Rihanna is more than a superstar. She's the ultimate icon of the digital age. She's had more Number One singles in 10 years than Madonna has managed in three decades, and she's now the First Lady of the new free NME. Peter Robinson went to LA to hang out with pop's biggest rebel.

- Peter Robinson

Rihanna: Pop's Biggest Rebel

SHE’S THE FIRST artist to shift 100m digital singles; Vogue calls her the world’s most exciting fashion muse; in music, her varied collaborators are an A-list dream team, from Drake, Paul McCartney and Coldplay to Eminem, Kanye and Nicki Minaj. Rihanna is, therefore, a person who can afford to run to her own schedule. It’s approaching midnight when she sits down with NME in the low-lit upstairs room of an LA photo studio.

It’s been a long day. We first meet during the afternoon, and while it’s hard to predict how a Rihanna greeting might unfold, NME isn’t quite prepared for the breezy stride into the room, the smiley.

“Hi!”, the hug and the high five. “I’m off!” she then declares grandly, waving her arm around her head, “to transform!

She disappears into the room next door. At another shoot down the corridor Will Ferrell comes and goes, but not before popping in to say hi to Rihanna.

When Rihanna reappears, she does so with a melodramatic, pre-emptive cry of “Finally!”, but it’s fine: waiting a few hours is fine for Rihanna.

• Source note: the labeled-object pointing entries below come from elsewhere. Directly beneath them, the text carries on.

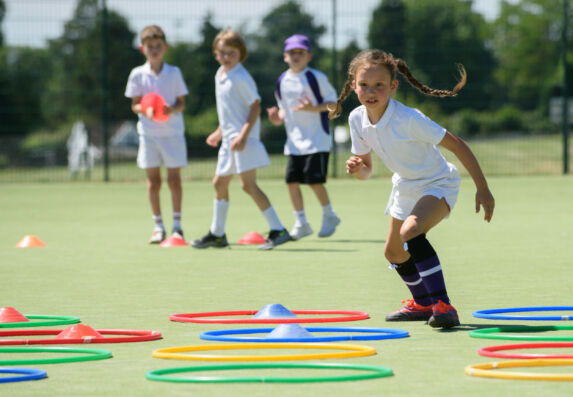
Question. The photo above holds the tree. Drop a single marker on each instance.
(528, 44)
(198, 66)
(387, 29)
(75, 89)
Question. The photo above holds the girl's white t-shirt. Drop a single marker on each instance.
(404, 138)
(305, 133)
(170, 85)
(235, 92)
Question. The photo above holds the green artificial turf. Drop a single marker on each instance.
(98, 266)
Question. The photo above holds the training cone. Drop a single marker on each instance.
(293, 331)
(275, 310)
(252, 238)
(79, 331)
(30, 241)
(173, 242)
(11, 315)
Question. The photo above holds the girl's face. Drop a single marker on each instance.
(154, 50)
(227, 56)
(297, 59)
(374, 86)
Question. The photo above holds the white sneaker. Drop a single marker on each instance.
(300, 231)
(329, 223)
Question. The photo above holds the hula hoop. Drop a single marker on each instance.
(492, 351)
(375, 372)
(347, 315)
(52, 320)
(381, 333)
(484, 370)
(134, 336)
(91, 355)
(486, 333)
(349, 351)
(29, 374)
(493, 313)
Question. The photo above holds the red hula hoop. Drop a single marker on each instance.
(133, 336)
(350, 315)
(492, 351)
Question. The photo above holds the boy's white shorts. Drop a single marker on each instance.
(154, 151)
(406, 193)
(231, 162)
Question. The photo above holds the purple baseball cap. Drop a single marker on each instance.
(297, 41)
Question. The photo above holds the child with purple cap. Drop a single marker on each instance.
(303, 95)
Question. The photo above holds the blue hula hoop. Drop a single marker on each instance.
(493, 314)
(380, 333)
(29, 374)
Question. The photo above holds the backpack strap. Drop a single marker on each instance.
(313, 83)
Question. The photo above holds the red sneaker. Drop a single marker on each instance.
(411, 312)
(444, 316)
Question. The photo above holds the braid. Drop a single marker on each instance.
(405, 71)
(334, 112)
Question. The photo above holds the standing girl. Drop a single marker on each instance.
(425, 185)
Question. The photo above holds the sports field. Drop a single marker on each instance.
(98, 266)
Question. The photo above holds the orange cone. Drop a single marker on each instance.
(11, 315)
(173, 242)
(79, 331)
(252, 238)
(30, 241)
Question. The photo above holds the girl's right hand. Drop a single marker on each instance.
(354, 164)
(214, 139)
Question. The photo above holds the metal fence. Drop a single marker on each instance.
(47, 138)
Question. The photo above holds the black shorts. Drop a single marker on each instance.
(308, 168)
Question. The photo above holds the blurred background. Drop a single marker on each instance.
(64, 66)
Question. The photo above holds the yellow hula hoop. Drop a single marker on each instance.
(485, 369)
(174, 353)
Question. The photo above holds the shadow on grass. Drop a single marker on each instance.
(472, 327)
(328, 240)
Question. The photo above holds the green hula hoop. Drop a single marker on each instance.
(90, 355)
(52, 320)
(374, 372)
(486, 333)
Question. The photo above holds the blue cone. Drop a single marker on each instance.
(289, 331)
(275, 310)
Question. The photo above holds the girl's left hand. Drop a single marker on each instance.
(239, 143)
(485, 199)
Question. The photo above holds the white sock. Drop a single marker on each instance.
(158, 219)
(220, 208)
(272, 219)
(176, 220)
(327, 210)
(300, 218)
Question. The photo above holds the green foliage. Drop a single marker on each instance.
(527, 38)
(75, 88)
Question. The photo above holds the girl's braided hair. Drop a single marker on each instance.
(394, 65)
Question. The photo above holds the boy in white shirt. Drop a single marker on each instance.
(303, 95)
(160, 142)
(241, 152)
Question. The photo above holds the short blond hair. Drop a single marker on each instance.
(231, 39)
(152, 32)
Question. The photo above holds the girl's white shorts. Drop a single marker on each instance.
(231, 162)
(168, 150)
(406, 193)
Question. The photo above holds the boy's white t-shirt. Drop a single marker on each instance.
(305, 133)
(169, 84)
(404, 138)
(235, 92)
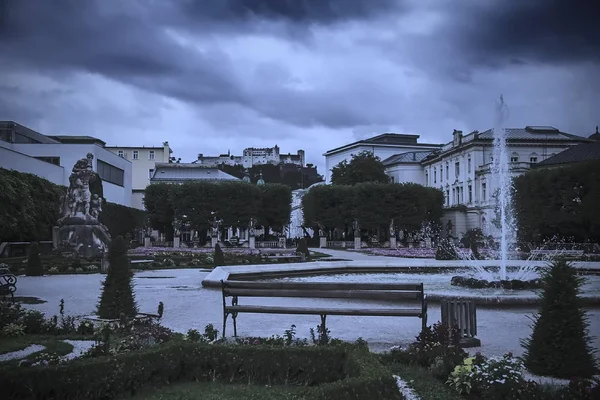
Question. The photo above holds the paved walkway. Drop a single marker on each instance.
(352, 255)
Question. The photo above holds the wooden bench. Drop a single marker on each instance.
(570, 253)
(8, 283)
(321, 290)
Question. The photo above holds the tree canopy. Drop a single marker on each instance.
(235, 203)
(561, 201)
(373, 205)
(363, 167)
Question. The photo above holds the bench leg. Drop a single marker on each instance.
(224, 323)
(234, 317)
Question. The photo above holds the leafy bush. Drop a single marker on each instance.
(446, 250)
(34, 322)
(303, 248)
(560, 344)
(117, 297)
(34, 262)
(219, 258)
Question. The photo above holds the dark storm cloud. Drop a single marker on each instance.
(509, 32)
(302, 11)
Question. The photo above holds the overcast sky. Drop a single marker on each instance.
(213, 75)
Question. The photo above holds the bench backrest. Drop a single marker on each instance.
(372, 291)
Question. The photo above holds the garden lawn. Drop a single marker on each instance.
(216, 391)
(424, 383)
(52, 342)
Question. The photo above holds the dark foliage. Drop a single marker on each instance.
(446, 250)
(117, 297)
(561, 201)
(303, 248)
(332, 373)
(219, 258)
(34, 261)
(560, 345)
(363, 167)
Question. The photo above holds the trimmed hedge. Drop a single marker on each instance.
(30, 207)
(331, 372)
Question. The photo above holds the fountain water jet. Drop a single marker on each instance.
(501, 175)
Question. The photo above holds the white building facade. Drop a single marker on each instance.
(143, 164)
(383, 146)
(53, 158)
(462, 170)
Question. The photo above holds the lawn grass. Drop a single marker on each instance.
(8, 345)
(427, 386)
(216, 391)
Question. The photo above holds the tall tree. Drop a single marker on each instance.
(560, 344)
(117, 290)
(363, 167)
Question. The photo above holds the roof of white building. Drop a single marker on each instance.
(410, 157)
(189, 172)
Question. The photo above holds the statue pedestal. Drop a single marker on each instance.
(55, 237)
(83, 237)
(322, 242)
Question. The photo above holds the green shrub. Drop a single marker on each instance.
(34, 262)
(34, 322)
(219, 257)
(109, 377)
(446, 250)
(117, 297)
(303, 248)
(560, 344)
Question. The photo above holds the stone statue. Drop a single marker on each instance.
(449, 227)
(95, 206)
(80, 233)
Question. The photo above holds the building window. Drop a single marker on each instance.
(51, 160)
(110, 173)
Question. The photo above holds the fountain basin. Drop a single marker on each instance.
(435, 275)
(512, 284)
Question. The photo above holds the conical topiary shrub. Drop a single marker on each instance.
(219, 258)
(559, 345)
(445, 250)
(34, 262)
(117, 297)
(303, 248)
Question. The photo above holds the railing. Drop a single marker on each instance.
(161, 244)
(340, 244)
(267, 244)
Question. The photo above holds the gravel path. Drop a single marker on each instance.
(17, 355)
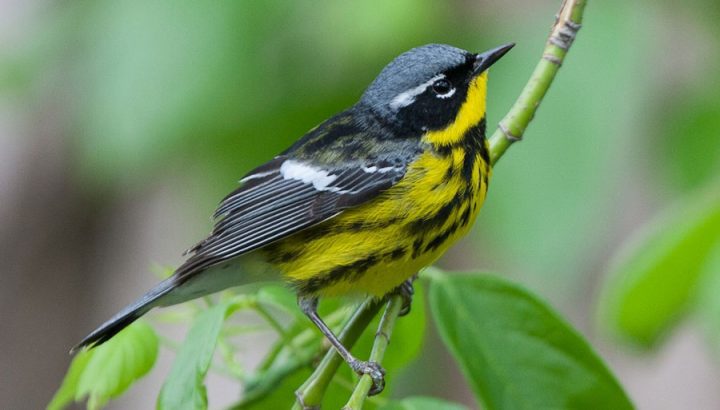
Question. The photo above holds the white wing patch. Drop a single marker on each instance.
(447, 94)
(407, 97)
(307, 174)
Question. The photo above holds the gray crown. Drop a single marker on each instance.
(408, 70)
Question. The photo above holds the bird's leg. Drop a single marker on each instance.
(374, 370)
(406, 292)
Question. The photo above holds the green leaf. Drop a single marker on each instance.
(655, 277)
(184, 387)
(515, 351)
(106, 371)
(422, 403)
(66, 393)
(708, 305)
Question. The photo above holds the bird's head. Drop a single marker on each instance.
(433, 87)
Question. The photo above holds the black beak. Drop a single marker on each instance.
(483, 61)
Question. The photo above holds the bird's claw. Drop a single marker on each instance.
(376, 373)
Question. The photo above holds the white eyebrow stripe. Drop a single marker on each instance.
(407, 97)
(308, 174)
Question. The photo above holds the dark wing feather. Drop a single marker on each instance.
(271, 205)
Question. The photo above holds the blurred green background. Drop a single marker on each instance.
(122, 124)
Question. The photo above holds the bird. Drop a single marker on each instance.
(359, 204)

Between 2005 and 2012 Rihanna released or re-released at least one album a year, every year. Then in 2013 something strange happened: no Rihanna album. But at least it’s finished, right?

“It’s not done!” Rihanna chortles. By now she’s curled up on a sofa and draped in an oversized green bomber jacket. “To me it’s never done until it’s done. Until the final moment.”